Ecumenical meeting marks first time Mormons join in papal gathering

NEW YORK – For the first time, representatives of the Church of Jesus Christ of Latter-day Saints participated in a papal prayer service – and it all started over coffee.

In an interview with Catholic News Service and other reporters before the start of the ecumenical prayer service at St. Joseph’s Church in New York April 18, Father James Massa, executive director of the U.S. bishops’ Secretariat of Ecumenical and Interrreligious Affairs, said that during a coffee break at a recent meeting a representative of the Latter-day Saints asked him if there was any possibility of their participation in the papal visit.

“My reaction was, ‘Why not?’ We have shared values and there is a possibility of collaboration on a number of social issues while respecting our theological differences,” he said.

Father Massa said, “We’re not making any theological statements today,” adding, “This is a very big statement they (the Latter-day Saints) are making.”

He said the Latter-day Saints are “a bit bruised” by reaction to the presidential campaign of Republican Mitt Romney, a Mormon. National polls found that many Americans were uncomfortable with the idea of a Mormon president.

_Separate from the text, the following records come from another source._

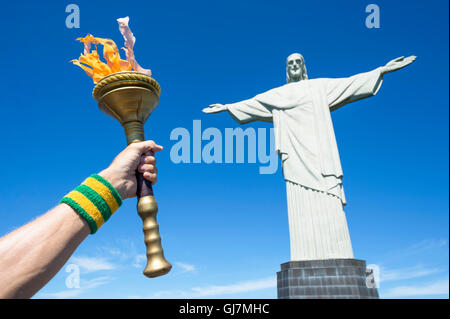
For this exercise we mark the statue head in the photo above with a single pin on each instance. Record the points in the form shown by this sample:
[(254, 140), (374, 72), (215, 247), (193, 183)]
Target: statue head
[(295, 68)]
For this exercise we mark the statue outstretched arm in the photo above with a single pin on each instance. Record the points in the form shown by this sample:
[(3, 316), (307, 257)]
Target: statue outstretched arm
[(244, 111)]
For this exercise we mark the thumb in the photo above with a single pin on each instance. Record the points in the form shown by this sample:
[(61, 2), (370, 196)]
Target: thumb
[(148, 146)]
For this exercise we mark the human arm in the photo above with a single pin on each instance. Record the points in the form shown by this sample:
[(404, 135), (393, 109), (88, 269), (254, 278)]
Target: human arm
[(31, 255)]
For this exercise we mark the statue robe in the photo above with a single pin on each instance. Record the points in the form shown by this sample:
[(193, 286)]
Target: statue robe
[(306, 144), (304, 135)]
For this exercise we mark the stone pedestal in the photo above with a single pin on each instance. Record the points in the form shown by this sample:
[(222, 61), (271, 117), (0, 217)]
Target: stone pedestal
[(325, 279)]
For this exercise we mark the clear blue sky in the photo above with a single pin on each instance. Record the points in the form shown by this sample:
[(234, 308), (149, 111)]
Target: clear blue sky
[(225, 226)]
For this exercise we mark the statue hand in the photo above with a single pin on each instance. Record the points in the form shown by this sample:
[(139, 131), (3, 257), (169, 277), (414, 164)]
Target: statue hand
[(215, 108), (398, 63)]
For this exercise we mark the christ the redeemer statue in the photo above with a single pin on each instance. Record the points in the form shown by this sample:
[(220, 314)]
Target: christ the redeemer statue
[(306, 144)]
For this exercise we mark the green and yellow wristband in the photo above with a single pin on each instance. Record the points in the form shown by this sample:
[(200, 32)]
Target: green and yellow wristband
[(95, 200)]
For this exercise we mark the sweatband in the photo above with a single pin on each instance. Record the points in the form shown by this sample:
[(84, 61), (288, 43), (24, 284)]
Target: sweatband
[(95, 200)]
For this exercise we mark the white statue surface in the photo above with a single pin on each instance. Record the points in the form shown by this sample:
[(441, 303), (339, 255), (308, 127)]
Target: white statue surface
[(306, 143)]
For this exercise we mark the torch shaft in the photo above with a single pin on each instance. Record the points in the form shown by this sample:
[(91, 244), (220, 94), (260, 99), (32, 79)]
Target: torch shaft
[(147, 209)]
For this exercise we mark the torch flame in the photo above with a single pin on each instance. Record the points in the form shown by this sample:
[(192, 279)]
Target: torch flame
[(90, 61)]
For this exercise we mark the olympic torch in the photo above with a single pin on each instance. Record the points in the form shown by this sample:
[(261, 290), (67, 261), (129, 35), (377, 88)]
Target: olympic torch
[(128, 93)]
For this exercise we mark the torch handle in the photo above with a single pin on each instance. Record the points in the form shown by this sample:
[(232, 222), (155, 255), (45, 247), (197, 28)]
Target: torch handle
[(147, 208), (144, 187)]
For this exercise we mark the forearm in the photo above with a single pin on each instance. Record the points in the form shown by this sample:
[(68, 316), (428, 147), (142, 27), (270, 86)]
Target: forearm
[(31, 255)]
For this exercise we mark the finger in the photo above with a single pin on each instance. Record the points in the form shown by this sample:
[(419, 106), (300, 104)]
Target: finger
[(148, 159), (150, 177), (148, 146), (148, 168)]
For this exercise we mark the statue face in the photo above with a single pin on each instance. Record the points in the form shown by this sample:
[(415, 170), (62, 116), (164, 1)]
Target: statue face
[(293, 65)]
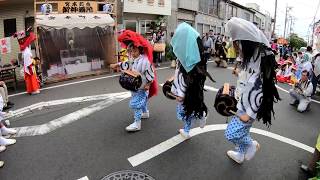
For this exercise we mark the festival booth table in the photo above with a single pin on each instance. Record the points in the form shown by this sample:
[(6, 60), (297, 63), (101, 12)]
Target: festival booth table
[(75, 43)]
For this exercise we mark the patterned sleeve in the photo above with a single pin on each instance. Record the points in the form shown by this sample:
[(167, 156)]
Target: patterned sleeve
[(125, 65), (178, 86), (149, 72)]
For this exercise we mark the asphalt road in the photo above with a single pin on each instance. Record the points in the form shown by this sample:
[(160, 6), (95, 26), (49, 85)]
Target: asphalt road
[(97, 145)]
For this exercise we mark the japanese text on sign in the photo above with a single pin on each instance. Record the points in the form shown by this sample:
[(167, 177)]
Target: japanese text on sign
[(77, 7), (5, 45)]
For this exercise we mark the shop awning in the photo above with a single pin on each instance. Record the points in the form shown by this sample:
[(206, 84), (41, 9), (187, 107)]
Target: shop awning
[(70, 21)]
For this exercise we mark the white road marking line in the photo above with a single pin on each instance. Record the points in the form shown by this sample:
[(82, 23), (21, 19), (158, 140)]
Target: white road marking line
[(69, 118), (77, 82), (40, 105), (213, 89), (84, 178), (174, 141), (282, 89)]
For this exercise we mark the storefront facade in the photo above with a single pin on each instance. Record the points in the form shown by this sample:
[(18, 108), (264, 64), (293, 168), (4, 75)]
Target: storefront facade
[(143, 16)]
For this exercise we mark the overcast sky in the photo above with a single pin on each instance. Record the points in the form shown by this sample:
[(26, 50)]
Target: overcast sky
[(302, 10)]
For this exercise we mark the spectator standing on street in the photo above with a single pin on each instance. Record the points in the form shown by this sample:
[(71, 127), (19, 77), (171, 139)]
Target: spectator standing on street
[(4, 94), (301, 93), (208, 46), (212, 36), (25, 40), (4, 131)]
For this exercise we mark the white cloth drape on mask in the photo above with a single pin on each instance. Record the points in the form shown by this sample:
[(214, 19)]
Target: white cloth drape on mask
[(27, 59), (240, 29)]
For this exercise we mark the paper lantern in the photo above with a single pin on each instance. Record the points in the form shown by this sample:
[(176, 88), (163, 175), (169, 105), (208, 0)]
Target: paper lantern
[(107, 8)]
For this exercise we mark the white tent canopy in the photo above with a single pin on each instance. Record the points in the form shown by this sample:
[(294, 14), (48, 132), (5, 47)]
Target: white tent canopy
[(70, 21)]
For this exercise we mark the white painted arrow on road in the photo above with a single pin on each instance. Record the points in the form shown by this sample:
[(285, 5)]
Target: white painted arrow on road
[(72, 117)]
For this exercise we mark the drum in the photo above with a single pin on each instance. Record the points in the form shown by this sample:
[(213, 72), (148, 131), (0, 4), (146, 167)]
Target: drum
[(225, 102), (166, 89), (130, 80)]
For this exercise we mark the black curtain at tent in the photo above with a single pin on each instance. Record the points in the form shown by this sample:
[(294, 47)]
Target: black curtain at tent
[(58, 43)]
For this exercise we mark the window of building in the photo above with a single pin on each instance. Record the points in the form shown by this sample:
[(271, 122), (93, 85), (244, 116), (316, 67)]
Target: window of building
[(200, 29), (247, 16), (234, 11), (206, 28), (219, 30), (203, 6), (161, 3), (10, 27), (150, 2), (28, 22)]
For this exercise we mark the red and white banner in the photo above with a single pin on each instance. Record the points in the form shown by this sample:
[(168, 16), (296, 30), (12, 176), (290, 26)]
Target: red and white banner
[(5, 45)]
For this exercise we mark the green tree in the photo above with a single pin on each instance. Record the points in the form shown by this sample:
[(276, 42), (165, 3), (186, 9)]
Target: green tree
[(296, 42)]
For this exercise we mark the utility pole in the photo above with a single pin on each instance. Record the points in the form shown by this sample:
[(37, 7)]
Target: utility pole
[(286, 21), (274, 18)]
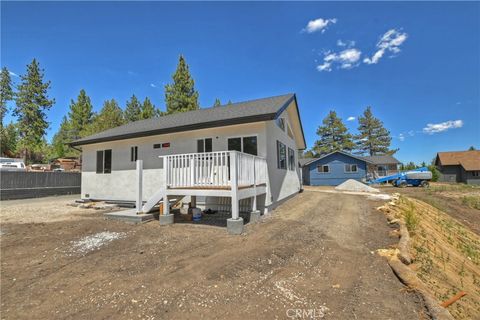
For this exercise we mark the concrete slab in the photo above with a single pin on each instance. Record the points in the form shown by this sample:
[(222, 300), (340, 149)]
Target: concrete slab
[(235, 226), (255, 216), (129, 216), (165, 219)]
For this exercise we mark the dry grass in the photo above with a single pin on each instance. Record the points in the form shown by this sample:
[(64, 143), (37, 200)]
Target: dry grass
[(446, 255)]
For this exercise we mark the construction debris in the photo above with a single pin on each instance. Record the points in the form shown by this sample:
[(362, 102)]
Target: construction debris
[(95, 241), (354, 185)]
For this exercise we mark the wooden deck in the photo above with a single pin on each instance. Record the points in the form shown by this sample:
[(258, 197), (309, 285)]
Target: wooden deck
[(207, 187)]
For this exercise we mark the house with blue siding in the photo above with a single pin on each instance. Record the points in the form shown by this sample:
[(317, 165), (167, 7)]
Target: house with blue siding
[(333, 169), (337, 167)]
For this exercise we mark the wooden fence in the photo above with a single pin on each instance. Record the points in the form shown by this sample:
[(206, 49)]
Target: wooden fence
[(22, 185)]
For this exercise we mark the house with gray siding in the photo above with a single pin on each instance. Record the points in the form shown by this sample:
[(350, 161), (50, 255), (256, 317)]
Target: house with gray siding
[(459, 166), (241, 156)]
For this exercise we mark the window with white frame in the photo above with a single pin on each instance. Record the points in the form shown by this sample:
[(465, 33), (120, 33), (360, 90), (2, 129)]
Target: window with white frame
[(325, 168), (351, 168), (281, 123), (281, 155), (289, 131), (104, 161), (291, 159), (244, 144), (204, 145)]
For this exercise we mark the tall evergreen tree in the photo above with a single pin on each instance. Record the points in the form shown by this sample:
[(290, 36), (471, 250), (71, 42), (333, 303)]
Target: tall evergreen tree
[(217, 103), (9, 140), (181, 96), (334, 136), (31, 103), (80, 115), (6, 93), (148, 109), (59, 140), (373, 137), (133, 110)]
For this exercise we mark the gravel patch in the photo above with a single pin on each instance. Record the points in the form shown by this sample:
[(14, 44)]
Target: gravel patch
[(354, 185), (95, 241)]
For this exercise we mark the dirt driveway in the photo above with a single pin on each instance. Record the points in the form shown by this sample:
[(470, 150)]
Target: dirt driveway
[(315, 252)]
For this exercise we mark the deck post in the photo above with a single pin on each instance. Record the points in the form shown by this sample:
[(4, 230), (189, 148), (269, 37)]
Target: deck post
[(235, 223), (139, 199), (166, 217)]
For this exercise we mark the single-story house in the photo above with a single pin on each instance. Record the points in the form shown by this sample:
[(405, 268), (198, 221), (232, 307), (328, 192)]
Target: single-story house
[(459, 166), (240, 151), (335, 168)]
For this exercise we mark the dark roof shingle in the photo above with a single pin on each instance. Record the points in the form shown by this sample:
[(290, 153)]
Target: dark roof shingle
[(235, 113)]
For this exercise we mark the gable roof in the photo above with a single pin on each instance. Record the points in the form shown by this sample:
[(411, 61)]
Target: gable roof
[(236, 113), (382, 159), (305, 162), (469, 160)]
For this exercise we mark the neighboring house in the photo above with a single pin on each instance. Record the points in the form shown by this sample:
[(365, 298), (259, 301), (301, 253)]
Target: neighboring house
[(382, 165), (459, 166), (335, 168), (196, 153)]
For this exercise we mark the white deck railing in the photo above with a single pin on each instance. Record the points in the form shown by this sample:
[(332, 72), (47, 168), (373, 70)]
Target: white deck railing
[(214, 169)]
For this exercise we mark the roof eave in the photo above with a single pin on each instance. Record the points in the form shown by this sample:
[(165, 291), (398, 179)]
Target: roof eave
[(203, 125)]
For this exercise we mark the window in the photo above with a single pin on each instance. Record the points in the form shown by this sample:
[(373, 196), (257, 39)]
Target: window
[(281, 156), (250, 145), (204, 145), (104, 161), (134, 154), (351, 168), (323, 168), (243, 144), (289, 131), (281, 123), (291, 159)]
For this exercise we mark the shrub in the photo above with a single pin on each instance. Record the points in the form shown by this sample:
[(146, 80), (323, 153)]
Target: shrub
[(471, 202), (411, 218)]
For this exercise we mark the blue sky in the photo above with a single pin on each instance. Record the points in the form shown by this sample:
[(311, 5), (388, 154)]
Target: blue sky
[(415, 63)]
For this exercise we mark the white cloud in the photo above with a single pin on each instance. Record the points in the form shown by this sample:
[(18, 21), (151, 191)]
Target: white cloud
[(346, 59), (391, 42), (318, 25), (433, 128), (347, 43)]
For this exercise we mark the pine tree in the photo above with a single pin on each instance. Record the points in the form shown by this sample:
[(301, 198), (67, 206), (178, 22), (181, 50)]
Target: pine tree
[(148, 109), (217, 103), (59, 140), (180, 96), (334, 136), (373, 138), (6, 93), (133, 110), (80, 115), (31, 103), (110, 116), (9, 140)]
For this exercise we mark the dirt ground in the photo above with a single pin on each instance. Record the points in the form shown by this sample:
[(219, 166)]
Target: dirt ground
[(447, 198), (313, 257)]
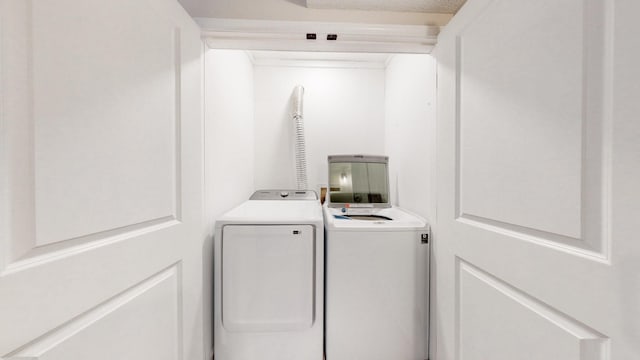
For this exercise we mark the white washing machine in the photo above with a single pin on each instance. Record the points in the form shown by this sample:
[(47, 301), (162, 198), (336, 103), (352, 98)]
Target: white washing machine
[(269, 278), (377, 267)]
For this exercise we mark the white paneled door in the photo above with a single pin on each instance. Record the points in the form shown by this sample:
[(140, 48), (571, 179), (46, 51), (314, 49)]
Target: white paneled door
[(537, 254), (100, 180)]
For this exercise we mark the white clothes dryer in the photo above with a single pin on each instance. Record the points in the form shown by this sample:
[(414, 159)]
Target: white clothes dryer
[(269, 278)]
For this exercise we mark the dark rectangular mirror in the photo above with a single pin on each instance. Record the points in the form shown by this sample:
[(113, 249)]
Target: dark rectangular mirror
[(358, 179)]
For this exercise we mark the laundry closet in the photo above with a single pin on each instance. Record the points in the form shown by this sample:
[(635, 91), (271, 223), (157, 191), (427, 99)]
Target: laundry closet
[(128, 126), (352, 103)]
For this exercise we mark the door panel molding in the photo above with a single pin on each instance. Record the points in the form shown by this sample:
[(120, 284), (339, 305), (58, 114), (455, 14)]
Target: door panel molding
[(148, 294), (96, 99), (511, 312), (24, 243), (588, 212), (42, 255)]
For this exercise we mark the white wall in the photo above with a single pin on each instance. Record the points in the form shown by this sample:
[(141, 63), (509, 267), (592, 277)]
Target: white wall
[(229, 143), (410, 131), (343, 114)]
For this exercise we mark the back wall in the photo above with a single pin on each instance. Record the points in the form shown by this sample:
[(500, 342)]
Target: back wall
[(343, 113)]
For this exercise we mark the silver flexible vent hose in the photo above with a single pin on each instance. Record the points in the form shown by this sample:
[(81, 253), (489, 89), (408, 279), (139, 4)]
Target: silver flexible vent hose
[(300, 148)]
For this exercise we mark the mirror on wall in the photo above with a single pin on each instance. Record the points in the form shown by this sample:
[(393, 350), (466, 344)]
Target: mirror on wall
[(358, 180)]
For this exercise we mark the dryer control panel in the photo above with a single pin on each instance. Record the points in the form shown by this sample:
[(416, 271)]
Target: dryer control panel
[(284, 195)]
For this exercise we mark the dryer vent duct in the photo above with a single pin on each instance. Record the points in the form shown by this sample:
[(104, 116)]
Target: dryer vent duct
[(300, 147)]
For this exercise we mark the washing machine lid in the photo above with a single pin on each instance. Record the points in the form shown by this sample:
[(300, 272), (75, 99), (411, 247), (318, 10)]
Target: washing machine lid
[(386, 219)]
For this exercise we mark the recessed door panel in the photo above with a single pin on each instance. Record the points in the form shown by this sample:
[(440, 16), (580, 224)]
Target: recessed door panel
[(267, 277)]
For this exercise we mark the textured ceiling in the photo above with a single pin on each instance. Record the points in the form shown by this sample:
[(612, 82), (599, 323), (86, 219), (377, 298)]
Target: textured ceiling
[(422, 6)]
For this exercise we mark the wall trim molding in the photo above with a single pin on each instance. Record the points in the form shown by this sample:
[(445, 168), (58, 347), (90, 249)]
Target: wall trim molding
[(291, 35)]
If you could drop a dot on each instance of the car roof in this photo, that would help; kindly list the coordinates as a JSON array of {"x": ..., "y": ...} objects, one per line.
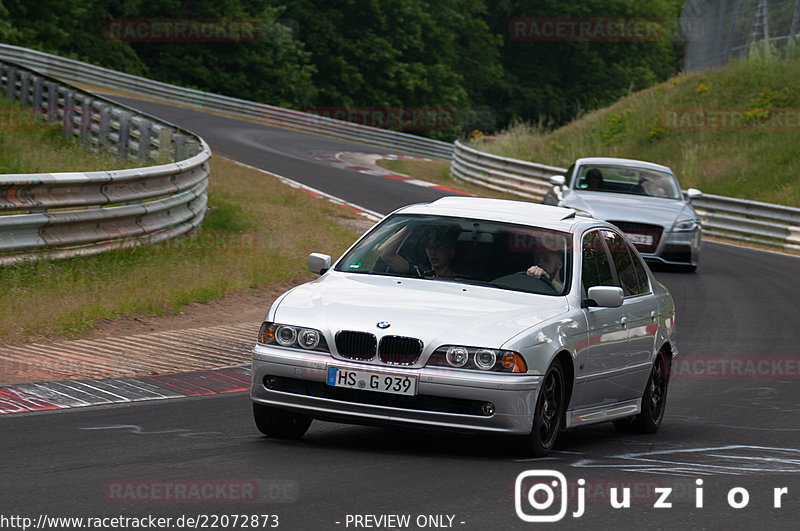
[
  {"x": 502, "y": 210},
  {"x": 622, "y": 162}
]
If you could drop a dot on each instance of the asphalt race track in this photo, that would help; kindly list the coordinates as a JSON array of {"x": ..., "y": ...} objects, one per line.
[{"x": 732, "y": 421}]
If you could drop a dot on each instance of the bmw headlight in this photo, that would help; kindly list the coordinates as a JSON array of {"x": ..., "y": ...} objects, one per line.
[
  {"x": 292, "y": 337},
  {"x": 686, "y": 225},
  {"x": 480, "y": 359}
]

Representing the Latter-day Saints at the April 18 meeting in New York were two members of the Quorum of the Twelve Apostles, Elders M. Russell Ballard and Quentin L. Cook.

Father Massa described the request as coming out of a growing respect between Catholics and Mormons, which began under the leadership of the late Gordon B. Hinckley, longtime president of the Latter-day Saints.

During Hinckley’s 13-year tenure as president, he met with the current and former bishops of Salt Lake City. And Chicago Cardinal Francis E. George, president of the U.S. Conference of Catholic Bishops, sent condolences when Hinckley died in January.

“I think these developments have prepared us to begin a new phase in our relationship,” Father Massa said.

Although media representatives of the Latter-day Saints did not respond to a request for comment on the papal prayer service April 18, a statement on “respect for diversity of faiths” was posted on the church’s Web site the same day as the New York meeting.

“Members of the (Latter-day Saints) church do not view fellow believers around the world as adversaries or competitors, but as partners in the many causes for good in the world,” the statement said, noting the church’s cooperation with Catholic Relief Services in efforts to assist victims of famine and natural disasters.

CRS is the U.S. bishops’ overseas relief and development agency.

“It is important to note that interfaith cooperation does not require doctrinal compromise,” the statement added. “It is necessary to maintain a separation between charitable efforts and doctrinal tenets, while at the same time sharing a mutual concern for those in need.

“People of good faith do not need to have the exact same beliefs in order to accomplish great things in the service of their fellow human beings.” it said.

In recent years the Mormon church sometimes has joined Catholic officials in initiatives both churches supported, such as opposition to same-sex marriage.

However, a Vatican ruling in 2001 that required Mormons who became Catholics to receive a full baptism rather than a conditional one was seen by some as questioning whether members of the Church of Jesus Christ of Latter-day Saints were Christians.

But then-Bishop George H. Neiderauer, who headed the Salt Lake City Diocese at that time, said the Vatican decision “should not be understood as either judging or measuring a spiritual relationship between Jesus Christ and the LDS church.”

“As we know, the LDS church baptizes all its new members who were previously baptized in any other church,” said Bishop Neiderauer, who is now archbishop of San Francisco. “That practice indicated that the LDS church regards its own baptism as accomplishing something which is substantially different from that of all other baptismal rites.”

The Vatican ruling, he said, “indicates that the Catholic Church also recognizes that LDS baptism is substantially different from Roman Catholic baptism.”

The Vatican commentary on the ruling called for continued Catholic-Mormon cooperation, dialogue and growth in understanding.

Contributing to this story was Nancy Frazier O’Brien in Washington.